Kees Rijnboutt is ontwerper van een groot aantal projecten in heel Nederland, waaronder een gebouw aan het Stadserf te Schiedam (1992 - 97), de arrondissementsrechtbank te Zutphen (1991-97), de Prinsenhof aan de Beatrixlaan in Den Haag (1999 - 2006) en diverse verbouwingen voor warenhuizen Bijenkorf en V&D. Hij begon zijn carrière bij de Woningdienst van de Gemeente Amsterdam. In 1975 sloot hij zich aan bij de Architectengroep. In deze groep hadden Rijnboutt en architecten als Dick van Gameren / Bjarne Mastenbroek en Hans Ruijssenaars ieder een eigen opdrachtportefeuille en architectonisch handschrift. Deze Architectengroep hield in 2004 op te bestaan. Kees Rijnboutt vormt sinds 2005 met Bart van der Vossen, Mattijs Rijnboutt en Renée Liefting en later Frederik Vermeesch een nieuw bureau dat nu de naam Rijnboutt heeft. Rijnboutt was van 1989 tot 1995 Rijksbouwmeester, waarbij hij zich ook bezig hield met de ontwikkeling van het LAVI-kavel in Den Haag, een gebied dat nu bekend is onder de naam De Resident. In 2001 ontving hij de BNA Kubus.

Het oeuvre van Kees Rijnboutt, die in 1964 afstudeerde, ontwikkelde zich "parallel met de geschiedenis van de Nederlandse bouwproductie." Dit wordt goed geïllustreerd met zijn ontwerpen voor de Bijlmer. Hij ontwerpt in dienst van Woningdienst Amsterdam deel A van de Bijlmer (1964-69), galerijflats die zijn verbonden met parkeergarages. Dit project sluit aan op de bekende honingraadflats. 10 jaar later zijn de ideeën van Rijnboutt én over woningbouw in Nederland veranderd en ontwerpt hij met Sjoerd Soeters Hoptille (1975-85), dat breekt met de oorspronkelijke opzet van de Bijlmer. Een van de belangrijke onderdelen van de oorspronkelijke Bijlmer, het open maaiveld, sluit hij af met een ruim 300 meter lang woongebouw, in het boek "muur" genoemd. Daarachter bevinden zich de overige woningen van de buurt, optimaal op de zon georiënteerde grondgebonden woningen.

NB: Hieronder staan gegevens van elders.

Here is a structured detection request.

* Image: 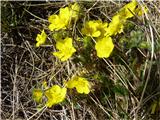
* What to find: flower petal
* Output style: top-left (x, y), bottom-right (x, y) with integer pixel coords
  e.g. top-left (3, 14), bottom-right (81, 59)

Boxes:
top-left (95, 36), bottom-right (114, 58)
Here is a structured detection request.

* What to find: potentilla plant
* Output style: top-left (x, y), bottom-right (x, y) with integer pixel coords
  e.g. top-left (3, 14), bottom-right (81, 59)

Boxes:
top-left (33, 0), bottom-right (147, 108)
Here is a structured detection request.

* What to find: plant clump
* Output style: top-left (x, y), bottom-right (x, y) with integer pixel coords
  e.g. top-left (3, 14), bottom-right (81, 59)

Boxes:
top-left (34, 0), bottom-right (149, 109)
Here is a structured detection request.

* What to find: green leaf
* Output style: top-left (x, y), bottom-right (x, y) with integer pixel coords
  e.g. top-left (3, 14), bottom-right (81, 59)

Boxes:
top-left (32, 89), bottom-right (43, 103)
top-left (83, 36), bottom-right (93, 48)
top-left (113, 85), bottom-right (128, 96)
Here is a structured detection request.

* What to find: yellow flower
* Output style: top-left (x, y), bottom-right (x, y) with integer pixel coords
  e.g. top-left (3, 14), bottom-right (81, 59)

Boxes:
top-left (104, 0), bottom-right (137, 37)
top-left (59, 7), bottom-right (71, 24)
top-left (48, 7), bottom-right (71, 31)
top-left (70, 3), bottom-right (80, 20)
top-left (135, 5), bottom-right (148, 16)
top-left (48, 15), bottom-right (67, 31)
top-left (118, 0), bottom-right (137, 19)
top-left (105, 15), bottom-right (125, 36)
top-left (82, 20), bottom-right (108, 38)
top-left (66, 76), bottom-right (90, 94)
top-left (53, 37), bottom-right (76, 61)
top-left (82, 20), bottom-right (100, 37)
top-left (95, 36), bottom-right (114, 58)
top-left (48, 3), bottom-right (80, 31)
top-left (32, 89), bottom-right (43, 103)
top-left (45, 85), bottom-right (67, 108)
top-left (36, 30), bottom-right (47, 47)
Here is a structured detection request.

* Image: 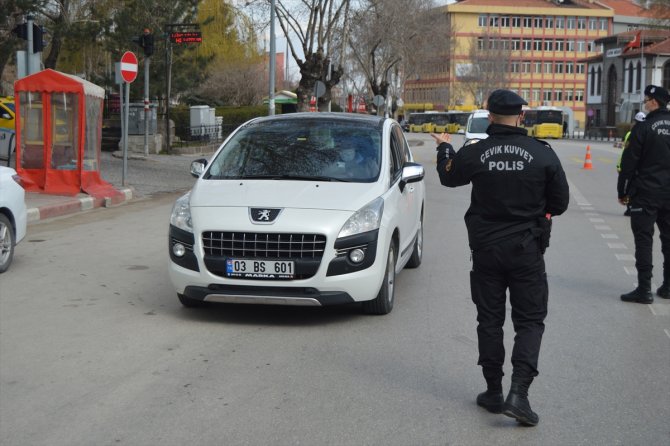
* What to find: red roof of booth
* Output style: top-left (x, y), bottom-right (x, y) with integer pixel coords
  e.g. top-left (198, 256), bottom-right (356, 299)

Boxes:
top-left (14, 69), bottom-right (105, 99)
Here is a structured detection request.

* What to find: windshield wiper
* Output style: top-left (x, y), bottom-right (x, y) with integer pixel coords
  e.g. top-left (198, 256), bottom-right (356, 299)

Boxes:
top-left (237, 174), bottom-right (346, 182)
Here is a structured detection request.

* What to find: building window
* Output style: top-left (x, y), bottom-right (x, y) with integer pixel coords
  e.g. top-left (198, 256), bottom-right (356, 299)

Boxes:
top-left (555, 62), bottom-right (564, 74)
top-left (543, 90), bottom-right (552, 102)
top-left (500, 16), bottom-right (510, 27)
top-left (635, 61), bottom-right (642, 92)
top-left (534, 39), bottom-right (542, 51)
top-left (567, 17), bottom-right (576, 29)
top-left (534, 17), bottom-right (543, 28)
top-left (512, 16), bottom-right (521, 27)
top-left (590, 67), bottom-right (596, 95)
top-left (479, 15), bottom-right (487, 27)
top-left (589, 18), bottom-right (597, 30)
top-left (565, 90), bottom-right (574, 102)
top-left (577, 17), bottom-right (586, 29)
top-left (522, 61), bottom-right (531, 73)
top-left (512, 38), bottom-right (521, 50)
top-left (575, 90), bottom-right (584, 101)
top-left (523, 39), bottom-right (532, 51)
top-left (566, 40), bottom-right (575, 51)
top-left (554, 91), bottom-right (563, 101)
top-left (521, 89), bottom-right (530, 101)
top-left (511, 61), bottom-right (520, 73)
top-left (596, 67), bottom-right (602, 95)
top-left (555, 40), bottom-right (564, 51)
top-left (544, 62), bottom-right (553, 74)
top-left (546, 17), bottom-right (554, 28)
top-left (556, 17), bottom-right (564, 29)
top-left (478, 37), bottom-right (485, 50)
top-left (627, 62), bottom-right (634, 93)
top-left (532, 89), bottom-right (541, 102)
top-left (544, 40), bottom-right (554, 51)
top-left (534, 61), bottom-right (542, 73)
top-left (566, 62), bottom-right (574, 74)
top-left (576, 40), bottom-right (586, 52)
top-left (599, 18), bottom-right (608, 30)
top-left (489, 15), bottom-right (499, 27)
top-left (523, 17), bottom-right (532, 28)
top-left (576, 63), bottom-right (585, 74)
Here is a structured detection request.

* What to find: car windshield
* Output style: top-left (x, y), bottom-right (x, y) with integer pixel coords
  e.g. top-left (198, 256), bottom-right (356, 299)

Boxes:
top-left (205, 119), bottom-right (382, 183)
top-left (468, 116), bottom-right (490, 134)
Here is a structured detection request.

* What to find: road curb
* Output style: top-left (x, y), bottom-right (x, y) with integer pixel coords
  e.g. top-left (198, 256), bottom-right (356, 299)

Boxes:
top-left (27, 187), bottom-right (134, 224)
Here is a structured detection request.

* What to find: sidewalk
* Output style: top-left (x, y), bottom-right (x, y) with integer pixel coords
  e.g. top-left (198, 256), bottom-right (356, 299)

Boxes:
top-left (21, 148), bottom-right (216, 224)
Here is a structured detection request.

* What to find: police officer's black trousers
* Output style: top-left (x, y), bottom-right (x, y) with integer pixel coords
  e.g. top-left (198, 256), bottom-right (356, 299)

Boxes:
top-left (470, 234), bottom-right (548, 383)
top-left (629, 195), bottom-right (670, 286)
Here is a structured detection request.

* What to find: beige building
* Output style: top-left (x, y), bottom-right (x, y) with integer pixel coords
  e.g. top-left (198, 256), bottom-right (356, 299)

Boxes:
top-left (403, 0), bottom-right (655, 131)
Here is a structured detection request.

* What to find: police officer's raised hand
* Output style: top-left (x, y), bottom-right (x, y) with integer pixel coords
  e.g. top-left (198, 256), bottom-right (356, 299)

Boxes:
top-left (431, 132), bottom-right (451, 146)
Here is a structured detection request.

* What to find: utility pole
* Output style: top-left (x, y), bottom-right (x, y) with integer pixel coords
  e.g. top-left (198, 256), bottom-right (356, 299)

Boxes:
top-left (269, 0), bottom-right (276, 116)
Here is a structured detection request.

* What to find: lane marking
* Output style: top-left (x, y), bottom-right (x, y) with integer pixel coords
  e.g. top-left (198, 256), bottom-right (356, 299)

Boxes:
top-left (585, 212), bottom-right (600, 216)
top-left (595, 225), bottom-right (612, 230)
top-left (608, 243), bottom-right (627, 249)
top-left (664, 329), bottom-right (670, 340)
top-left (568, 180), bottom-right (591, 206)
top-left (624, 266), bottom-right (636, 275)
top-left (589, 218), bottom-right (605, 223)
top-left (602, 233), bottom-right (619, 239)
top-left (615, 253), bottom-right (635, 261)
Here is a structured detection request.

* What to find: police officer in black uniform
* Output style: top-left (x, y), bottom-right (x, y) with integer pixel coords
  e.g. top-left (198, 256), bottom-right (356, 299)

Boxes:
top-left (618, 85), bottom-right (670, 303)
top-left (432, 90), bottom-right (569, 426)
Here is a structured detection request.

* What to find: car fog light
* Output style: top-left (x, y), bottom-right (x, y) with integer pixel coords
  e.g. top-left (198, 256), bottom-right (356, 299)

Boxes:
top-left (349, 248), bottom-right (365, 264)
top-left (173, 243), bottom-right (186, 257)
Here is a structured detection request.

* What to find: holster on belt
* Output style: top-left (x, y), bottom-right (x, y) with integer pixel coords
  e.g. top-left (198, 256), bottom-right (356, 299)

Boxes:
top-left (517, 217), bottom-right (552, 253)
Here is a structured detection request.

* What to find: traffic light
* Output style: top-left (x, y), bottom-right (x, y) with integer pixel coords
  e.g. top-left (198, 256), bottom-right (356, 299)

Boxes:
top-left (132, 30), bottom-right (154, 57)
top-left (11, 23), bottom-right (45, 53)
top-left (12, 23), bottom-right (27, 40)
top-left (32, 24), bottom-right (44, 53)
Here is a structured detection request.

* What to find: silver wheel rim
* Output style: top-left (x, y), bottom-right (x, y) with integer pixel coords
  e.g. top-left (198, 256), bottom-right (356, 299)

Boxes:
top-left (416, 220), bottom-right (423, 259)
top-left (386, 247), bottom-right (395, 304)
top-left (0, 222), bottom-right (11, 265)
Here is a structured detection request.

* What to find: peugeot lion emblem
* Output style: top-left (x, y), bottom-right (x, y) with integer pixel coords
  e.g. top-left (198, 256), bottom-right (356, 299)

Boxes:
top-left (249, 208), bottom-right (282, 224)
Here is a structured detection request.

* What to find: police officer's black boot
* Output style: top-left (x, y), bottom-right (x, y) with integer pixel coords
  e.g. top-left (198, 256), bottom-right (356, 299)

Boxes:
top-left (476, 382), bottom-right (504, 414)
top-left (502, 378), bottom-right (539, 426)
top-left (658, 283), bottom-right (670, 299)
top-left (620, 279), bottom-right (653, 304)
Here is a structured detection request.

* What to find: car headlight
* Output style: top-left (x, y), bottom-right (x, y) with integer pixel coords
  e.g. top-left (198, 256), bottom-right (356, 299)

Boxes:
top-left (338, 197), bottom-right (384, 238)
top-left (170, 192), bottom-right (193, 232)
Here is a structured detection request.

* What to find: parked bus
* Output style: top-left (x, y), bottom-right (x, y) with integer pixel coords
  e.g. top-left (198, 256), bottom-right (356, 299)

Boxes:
top-left (421, 112), bottom-right (450, 133)
top-left (408, 113), bottom-right (430, 132)
top-left (522, 107), bottom-right (564, 139)
top-left (446, 111), bottom-right (471, 133)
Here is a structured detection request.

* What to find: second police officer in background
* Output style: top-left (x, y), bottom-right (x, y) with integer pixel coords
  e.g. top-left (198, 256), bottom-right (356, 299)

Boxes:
top-left (432, 90), bottom-right (569, 427)
top-left (618, 85), bottom-right (670, 303)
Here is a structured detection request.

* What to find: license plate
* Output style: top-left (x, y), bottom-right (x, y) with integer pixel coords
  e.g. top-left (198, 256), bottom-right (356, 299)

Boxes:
top-left (225, 259), bottom-right (295, 279)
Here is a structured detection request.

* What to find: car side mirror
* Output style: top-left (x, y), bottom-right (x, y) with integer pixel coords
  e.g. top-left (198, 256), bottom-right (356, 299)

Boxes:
top-left (399, 162), bottom-right (424, 192)
top-left (190, 158), bottom-right (208, 178)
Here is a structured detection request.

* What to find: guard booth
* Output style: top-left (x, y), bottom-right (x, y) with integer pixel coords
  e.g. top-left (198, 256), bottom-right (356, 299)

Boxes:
top-left (14, 69), bottom-right (121, 198)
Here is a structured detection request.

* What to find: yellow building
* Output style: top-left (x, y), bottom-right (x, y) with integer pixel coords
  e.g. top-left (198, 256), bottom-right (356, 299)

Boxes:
top-left (404, 0), bottom-right (617, 131)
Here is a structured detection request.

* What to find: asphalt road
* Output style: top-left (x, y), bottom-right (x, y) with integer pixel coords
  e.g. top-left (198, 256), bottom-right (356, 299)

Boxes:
top-left (0, 134), bottom-right (668, 445)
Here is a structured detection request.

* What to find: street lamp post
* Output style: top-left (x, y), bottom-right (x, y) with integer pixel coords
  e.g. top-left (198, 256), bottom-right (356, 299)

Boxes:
top-left (269, 0), bottom-right (276, 116)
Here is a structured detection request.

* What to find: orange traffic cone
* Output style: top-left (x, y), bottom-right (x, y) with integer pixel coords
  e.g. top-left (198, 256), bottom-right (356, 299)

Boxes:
top-left (583, 145), bottom-right (593, 170)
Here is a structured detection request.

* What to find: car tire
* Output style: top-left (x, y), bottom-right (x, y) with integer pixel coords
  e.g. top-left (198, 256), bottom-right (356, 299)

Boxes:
top-left (178, 293), bottom-right (203, 308)
top-left (405, 217), bottom-right (423, 269)
top-left (362, 242), bottom-right (396, 315)
top-left (0, 214), bottom-right (15, 274)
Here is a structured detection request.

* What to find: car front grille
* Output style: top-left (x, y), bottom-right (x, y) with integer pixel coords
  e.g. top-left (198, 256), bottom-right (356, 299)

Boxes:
top-left (202, 232), bottom-right (327, 259)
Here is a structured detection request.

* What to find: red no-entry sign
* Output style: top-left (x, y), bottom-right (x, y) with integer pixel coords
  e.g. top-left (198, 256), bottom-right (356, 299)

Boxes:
top-left (120, 51), bottom-right (138, 83)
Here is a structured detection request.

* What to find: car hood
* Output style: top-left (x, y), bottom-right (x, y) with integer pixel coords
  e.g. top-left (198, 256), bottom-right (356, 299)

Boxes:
top-left (190, 179), bottom-right (383, 212)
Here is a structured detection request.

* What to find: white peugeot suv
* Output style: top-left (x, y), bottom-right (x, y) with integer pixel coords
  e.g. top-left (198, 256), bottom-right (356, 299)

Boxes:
top-left (0, 165), bottom-right (27, 273)
top-left (168, 113), bottom-right (425, 314)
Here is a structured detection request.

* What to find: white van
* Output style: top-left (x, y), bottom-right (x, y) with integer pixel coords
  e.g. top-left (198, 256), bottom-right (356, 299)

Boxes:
top-left (464, 109), bottom-right (490, 144)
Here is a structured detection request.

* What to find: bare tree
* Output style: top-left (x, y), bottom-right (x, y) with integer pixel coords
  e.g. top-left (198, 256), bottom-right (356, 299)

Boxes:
top-left (455, 32), bottom-right (511, 107)
top-left (196, 62), bottom-right (266, 106)
top-left (272, 0), bottom-right (351, 111)
top-left (346, 0), bottom-right (451, 107)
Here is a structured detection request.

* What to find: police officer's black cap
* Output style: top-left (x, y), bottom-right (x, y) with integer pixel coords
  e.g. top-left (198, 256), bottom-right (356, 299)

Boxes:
top-left (487, 89), bottom-right (528, 115)
top-left (644, 85), bottom-right (670, 104)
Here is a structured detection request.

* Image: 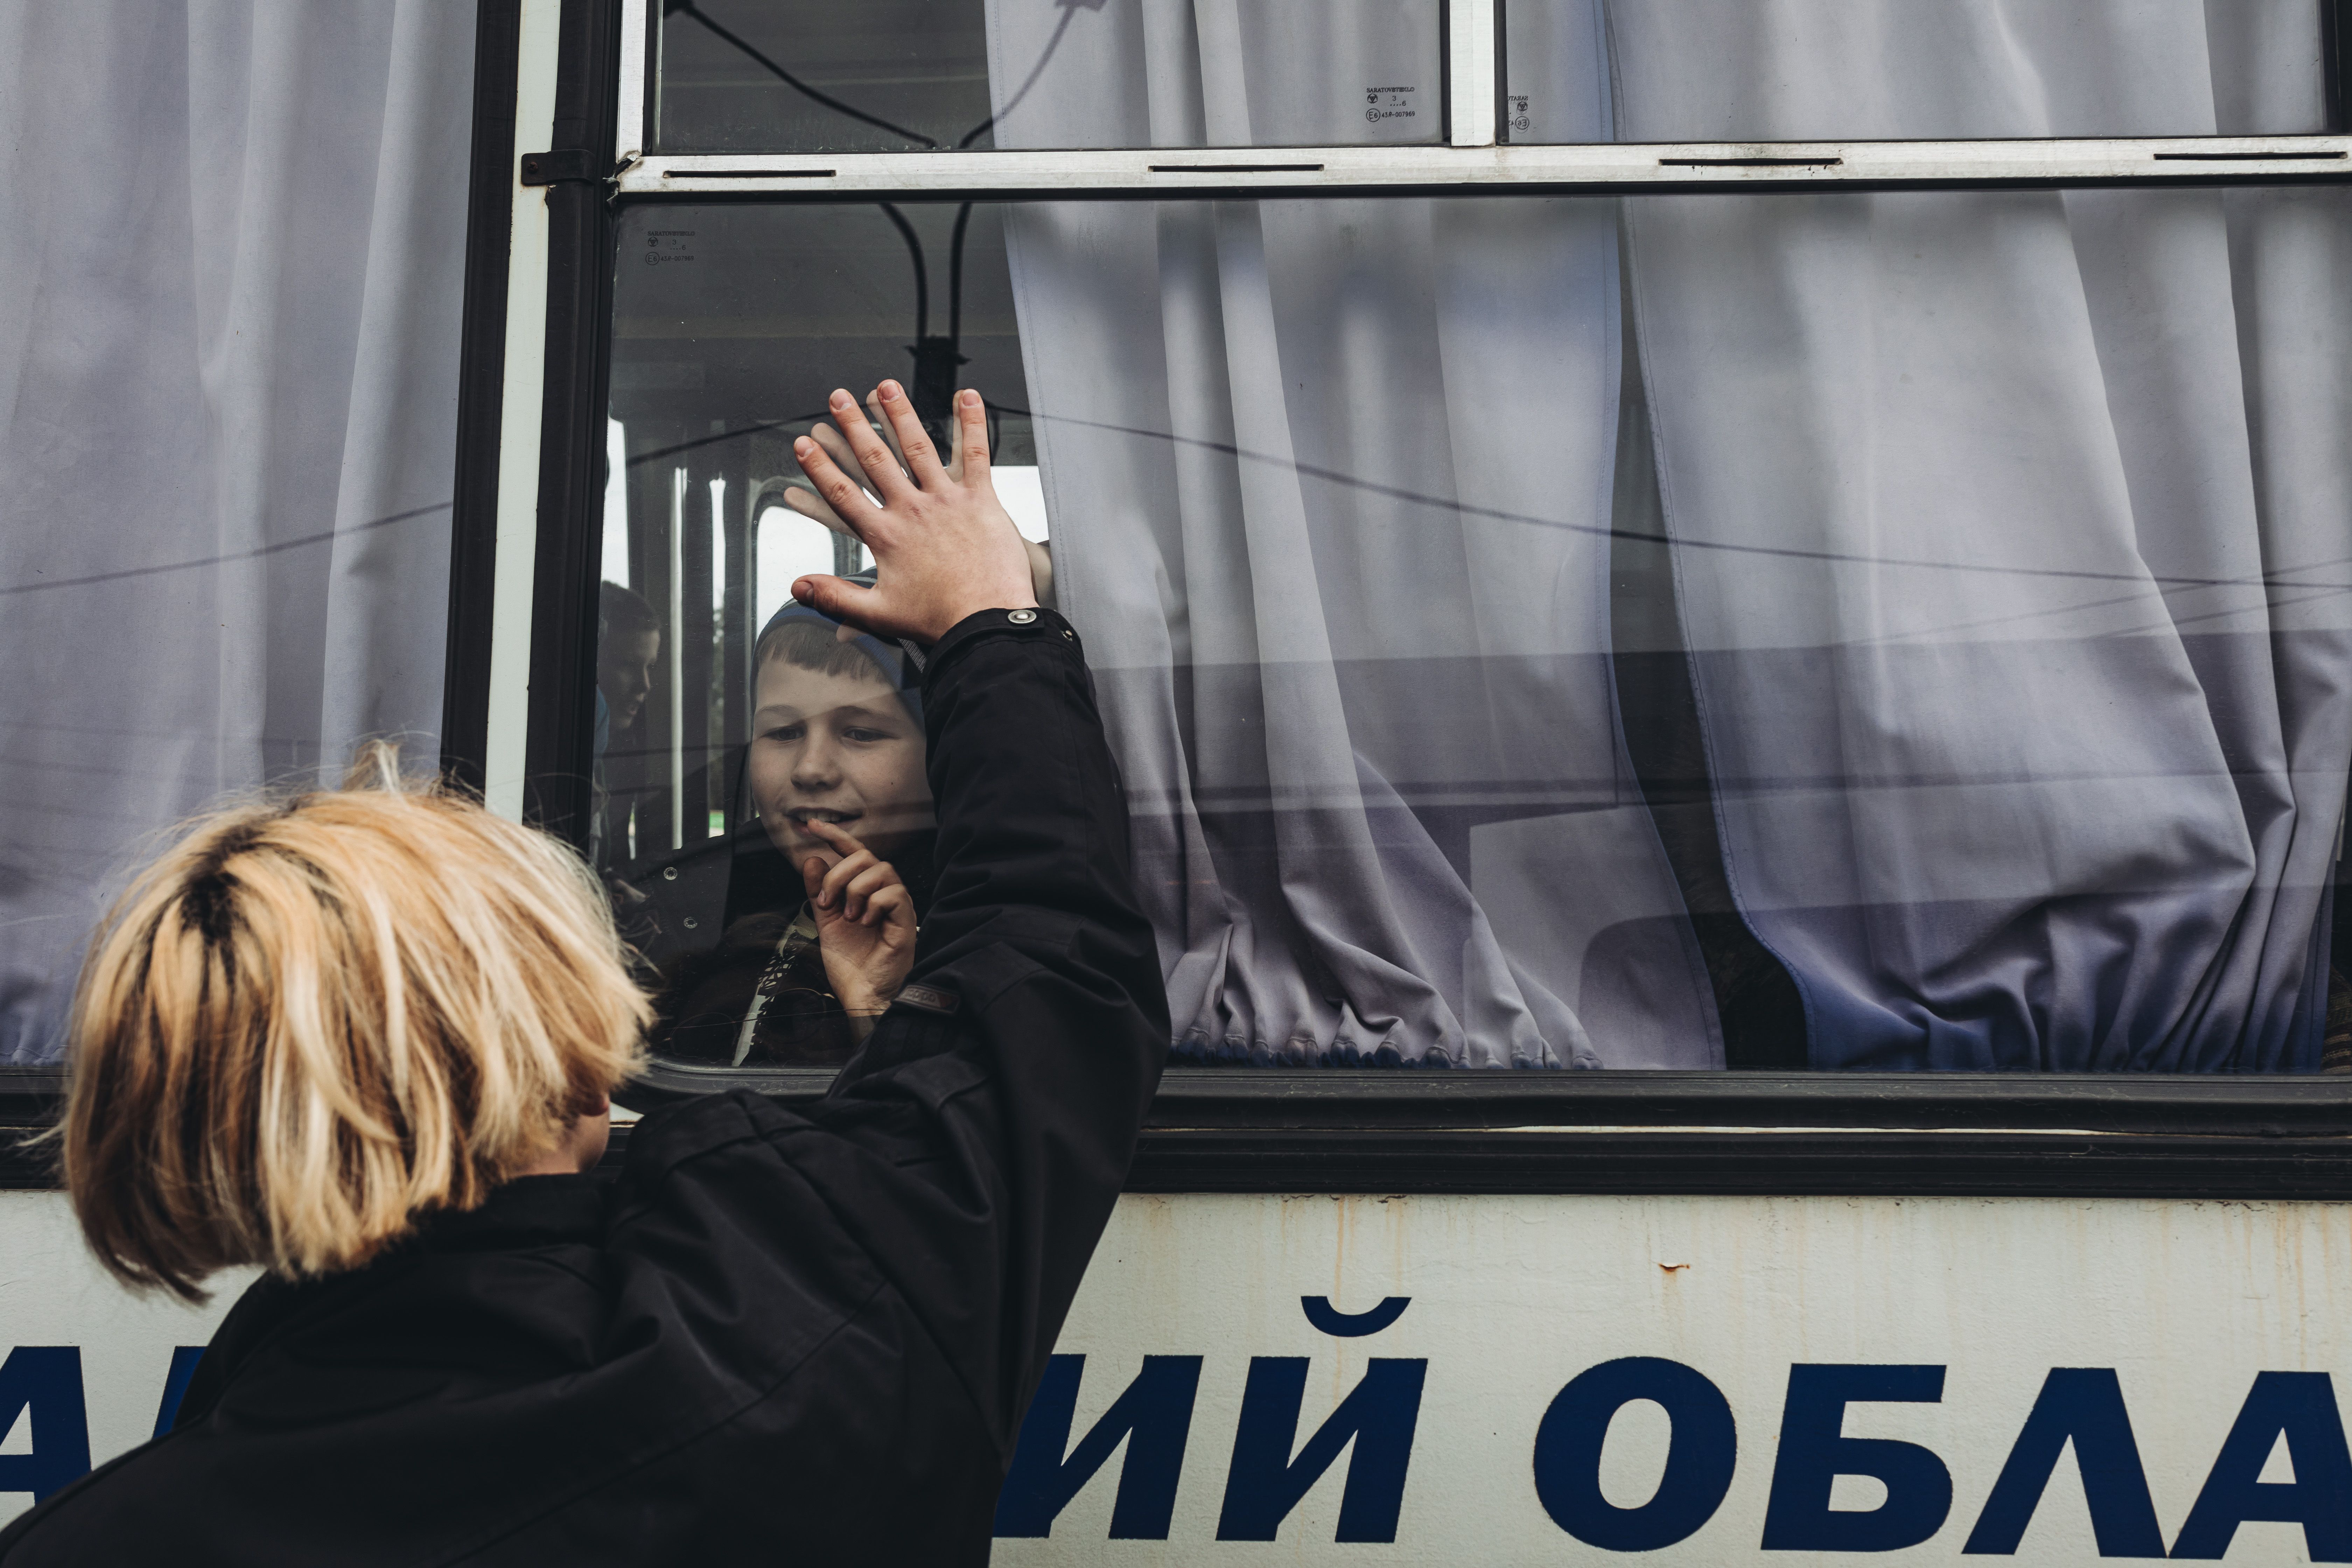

Het boek toont bijna 30 gerealiseerde werken en een tekst over de loopbaan van Kees Rijnboutt. De vormgeving is strak met pagina's geheel in zwart en wit. Voor de foto's is niet geput uit het beeldenarchief van Rijnboutt, maar gekozen de projecten te laten fotograferen door Kees Hummel. Elk project wordt geïntroduceerd door een situatietekening en enkele projectgegevens in het wit op een zwarte achtergrond. De grotendeels zwart-wit foto's van de gebouwen in hun omgeving sluiten mooi aan bij deze layout. Sommige projecten worden toegelicht met een korte tekst.

In de inleiding valt te lezen dat is gekozen voor "...niet perse meest voor de hand liggende gebouwen, ook niet vanzelfsprekend de meest 'succesvolle.'" Waarom welke projecten zijn gekozen wordt de lezer niet duidelijk, in ieder geval zijn de meest bekende projecten er wel bij. Wel duidelijk beargumenteerd is de keuze voor de fotografie. In het fotoarchief van het bureau zijn trends van architectuurfotografie te zien. De eerste foto's in zwart-wit met weinig tot geen mensen tot de actuele fotografie met veel gebruikers. Door opnieuw de projecten te fotograferen ontstond een eenheid en wordt bovendien de huidige staat van de gebouwen getoond.

Het door Thoth uitgegeven boek is een prachtig overzicht van het veelzijdige werk van Kees Rijnboutt, een architect die niet dogmatisch vasthoudt aan een duidelijke stijl, maar zich mee ontwikkelt met de tijd.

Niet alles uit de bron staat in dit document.